Gathering with the Minyan of Thinkers this month radically shifted my perspective on the experience of engaging with this topic. This month, we met at the office of one of our members, where we stood in awe of the cappuccino machine and snacked on challah, hummus, and avocado. We discussed numerous articles responding to the data of the PEW study, which included opinions ranging from certainty that the situation is dire to those espousing that the data illustrates the room for growth of new Jewish stories. Being presented with such a diversity of opinions challenged each of us to truly engage with the perspectives outside of our realm of experience and belief. In fact, many of us felt deeply uncomfortable encountering the ways that certain pieces were framed--and there is no more effective marker in my mind of growth than discomfort within a safe exploratory space. The partnership of these amazing, thoughtful people allowed me to question my assumptions based on what I see of the Jewish community, and to delve safely into my feelings of discomfort with the premise that Jewish life's current transformation is necessarily one of loss.
We spent time considering what it actually means for the Jewish community that intermarriage is on the rise while birth rates decline, and affiliation with Jews and Jewish organization become less numerically prevalent. We discussed the fact that this must be viewed in the larger context of American religious affiliation in general, as well as American "melting pot" culture. We also acknowledged that our anecdotal evidence, while anecdotal, leads us to believe that the PEW study data at best overstates the problem, and at worst fails to grasp the complexity of modern Jewish identity. This led us towards discussion of what does constitute a modern and American Jewish identity. Perhaps, we posited, one element of the problem is that the metrics used by the PEW study are the structures in Jewish life that are no longer practical or resonant, so to measure them will show us that what we have lost is what we know is no longer working. How, then, do we construct metrics that measure for the quiet, internal, less institutional and traditional elements of Jewish identity--the personal but deeply important ways that people view their lives through a Jewish lens? And, perhaps more important than measuring, how do we create Jewish life that speaks to those pieces in new ways?

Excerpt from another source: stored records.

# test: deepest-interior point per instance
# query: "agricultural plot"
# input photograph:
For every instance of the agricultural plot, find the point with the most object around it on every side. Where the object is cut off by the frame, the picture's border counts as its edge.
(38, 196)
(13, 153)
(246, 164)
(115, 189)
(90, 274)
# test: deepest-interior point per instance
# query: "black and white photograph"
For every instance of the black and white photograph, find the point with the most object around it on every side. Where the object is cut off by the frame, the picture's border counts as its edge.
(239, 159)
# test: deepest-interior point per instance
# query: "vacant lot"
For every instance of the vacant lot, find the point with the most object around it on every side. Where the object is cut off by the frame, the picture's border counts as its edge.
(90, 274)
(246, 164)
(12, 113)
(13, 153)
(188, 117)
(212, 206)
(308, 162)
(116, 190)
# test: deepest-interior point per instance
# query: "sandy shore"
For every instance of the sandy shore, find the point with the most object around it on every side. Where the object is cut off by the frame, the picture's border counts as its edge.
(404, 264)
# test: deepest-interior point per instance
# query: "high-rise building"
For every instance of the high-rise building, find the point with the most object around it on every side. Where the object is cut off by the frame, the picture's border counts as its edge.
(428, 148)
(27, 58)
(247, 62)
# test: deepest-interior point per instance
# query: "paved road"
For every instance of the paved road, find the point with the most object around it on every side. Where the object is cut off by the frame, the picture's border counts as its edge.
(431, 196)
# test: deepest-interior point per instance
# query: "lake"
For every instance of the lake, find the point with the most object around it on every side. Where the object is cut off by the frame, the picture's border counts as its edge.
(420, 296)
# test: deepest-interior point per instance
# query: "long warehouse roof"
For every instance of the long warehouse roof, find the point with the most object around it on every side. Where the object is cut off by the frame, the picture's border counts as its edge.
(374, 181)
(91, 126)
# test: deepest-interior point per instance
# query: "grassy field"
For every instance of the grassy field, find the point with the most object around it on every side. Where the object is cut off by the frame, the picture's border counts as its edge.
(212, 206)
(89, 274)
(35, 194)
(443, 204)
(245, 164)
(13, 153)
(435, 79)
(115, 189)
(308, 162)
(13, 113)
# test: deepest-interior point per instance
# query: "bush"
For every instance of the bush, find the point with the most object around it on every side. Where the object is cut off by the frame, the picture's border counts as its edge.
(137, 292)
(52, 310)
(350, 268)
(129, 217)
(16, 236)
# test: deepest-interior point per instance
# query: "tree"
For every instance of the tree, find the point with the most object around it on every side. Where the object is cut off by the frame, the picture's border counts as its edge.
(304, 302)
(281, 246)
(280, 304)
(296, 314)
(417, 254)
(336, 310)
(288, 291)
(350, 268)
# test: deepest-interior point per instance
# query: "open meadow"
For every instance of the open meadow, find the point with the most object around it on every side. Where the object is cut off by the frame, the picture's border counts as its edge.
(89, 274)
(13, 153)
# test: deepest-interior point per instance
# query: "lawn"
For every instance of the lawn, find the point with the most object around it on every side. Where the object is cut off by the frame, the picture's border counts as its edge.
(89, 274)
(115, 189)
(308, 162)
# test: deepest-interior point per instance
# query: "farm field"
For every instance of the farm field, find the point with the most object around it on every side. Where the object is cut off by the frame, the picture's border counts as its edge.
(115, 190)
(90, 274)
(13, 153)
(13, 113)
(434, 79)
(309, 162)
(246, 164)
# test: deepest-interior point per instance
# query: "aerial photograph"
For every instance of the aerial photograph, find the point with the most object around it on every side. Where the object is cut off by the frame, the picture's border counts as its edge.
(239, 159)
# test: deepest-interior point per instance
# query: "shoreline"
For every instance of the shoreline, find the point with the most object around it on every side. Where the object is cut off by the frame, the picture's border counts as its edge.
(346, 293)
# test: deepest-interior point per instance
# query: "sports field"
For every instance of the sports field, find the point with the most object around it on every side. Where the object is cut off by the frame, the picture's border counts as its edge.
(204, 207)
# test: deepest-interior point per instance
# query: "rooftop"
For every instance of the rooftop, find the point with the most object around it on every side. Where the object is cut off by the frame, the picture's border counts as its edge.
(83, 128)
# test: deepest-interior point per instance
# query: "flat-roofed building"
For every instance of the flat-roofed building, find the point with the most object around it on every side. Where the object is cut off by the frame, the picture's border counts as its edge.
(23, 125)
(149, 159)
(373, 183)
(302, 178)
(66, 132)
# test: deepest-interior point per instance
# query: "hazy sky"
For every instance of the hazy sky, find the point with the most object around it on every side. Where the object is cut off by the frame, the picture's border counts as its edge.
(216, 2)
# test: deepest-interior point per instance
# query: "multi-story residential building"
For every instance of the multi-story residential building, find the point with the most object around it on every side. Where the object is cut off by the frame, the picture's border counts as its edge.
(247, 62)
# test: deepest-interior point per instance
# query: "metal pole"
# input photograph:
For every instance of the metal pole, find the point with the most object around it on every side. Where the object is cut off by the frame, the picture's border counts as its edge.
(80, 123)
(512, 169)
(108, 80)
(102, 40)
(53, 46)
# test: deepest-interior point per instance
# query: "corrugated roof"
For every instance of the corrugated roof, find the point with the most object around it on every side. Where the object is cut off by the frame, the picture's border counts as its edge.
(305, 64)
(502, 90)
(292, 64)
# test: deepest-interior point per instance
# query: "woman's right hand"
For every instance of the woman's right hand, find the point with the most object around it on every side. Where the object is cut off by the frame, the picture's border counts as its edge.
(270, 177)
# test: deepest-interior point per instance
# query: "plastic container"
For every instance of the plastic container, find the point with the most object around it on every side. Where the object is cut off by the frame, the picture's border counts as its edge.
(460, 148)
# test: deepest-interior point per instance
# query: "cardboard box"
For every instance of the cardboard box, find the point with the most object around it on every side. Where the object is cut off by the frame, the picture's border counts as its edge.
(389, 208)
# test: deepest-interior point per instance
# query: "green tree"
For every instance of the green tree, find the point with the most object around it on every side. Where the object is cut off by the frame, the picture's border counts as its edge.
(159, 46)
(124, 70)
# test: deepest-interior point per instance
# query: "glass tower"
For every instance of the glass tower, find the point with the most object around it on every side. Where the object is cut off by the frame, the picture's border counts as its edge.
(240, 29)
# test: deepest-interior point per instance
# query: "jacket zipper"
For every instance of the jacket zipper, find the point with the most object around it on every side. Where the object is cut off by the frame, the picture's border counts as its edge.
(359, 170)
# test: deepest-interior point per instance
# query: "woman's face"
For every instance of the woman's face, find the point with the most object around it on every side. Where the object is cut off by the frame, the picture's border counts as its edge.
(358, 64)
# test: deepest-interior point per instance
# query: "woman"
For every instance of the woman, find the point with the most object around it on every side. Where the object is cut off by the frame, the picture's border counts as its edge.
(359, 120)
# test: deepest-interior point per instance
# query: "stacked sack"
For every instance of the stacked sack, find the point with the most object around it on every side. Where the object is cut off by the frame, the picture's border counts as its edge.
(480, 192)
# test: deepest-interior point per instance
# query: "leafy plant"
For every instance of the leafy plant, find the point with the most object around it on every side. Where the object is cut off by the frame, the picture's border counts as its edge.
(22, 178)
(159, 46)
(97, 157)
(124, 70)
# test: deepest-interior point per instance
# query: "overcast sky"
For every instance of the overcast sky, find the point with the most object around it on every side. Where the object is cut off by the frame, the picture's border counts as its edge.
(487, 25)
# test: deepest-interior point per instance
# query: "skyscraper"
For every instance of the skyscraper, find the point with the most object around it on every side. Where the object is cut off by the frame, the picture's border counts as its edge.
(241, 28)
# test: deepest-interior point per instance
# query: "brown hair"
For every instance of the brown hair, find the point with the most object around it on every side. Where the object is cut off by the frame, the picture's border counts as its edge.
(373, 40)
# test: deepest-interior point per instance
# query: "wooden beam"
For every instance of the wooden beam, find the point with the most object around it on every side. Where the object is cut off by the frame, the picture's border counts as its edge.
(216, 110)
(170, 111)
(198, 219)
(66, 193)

There exist structures--camp, day school, Hillel--that get it right, but how to we create those opportunities for people who are older and still in search of their Jewish identity? How do we continue to excite people in the way that those institutions do? How do we transform what does exist to meet these new needs, and expand the lens of Judaism's meaning outward into the modern, complex, busy lives of the modern day Jew?
It was a beautiful opportunity to engage these questions, and I look forward to working with these thoughtful, inquisitive minds as we move from problem-identifying towards problem solving.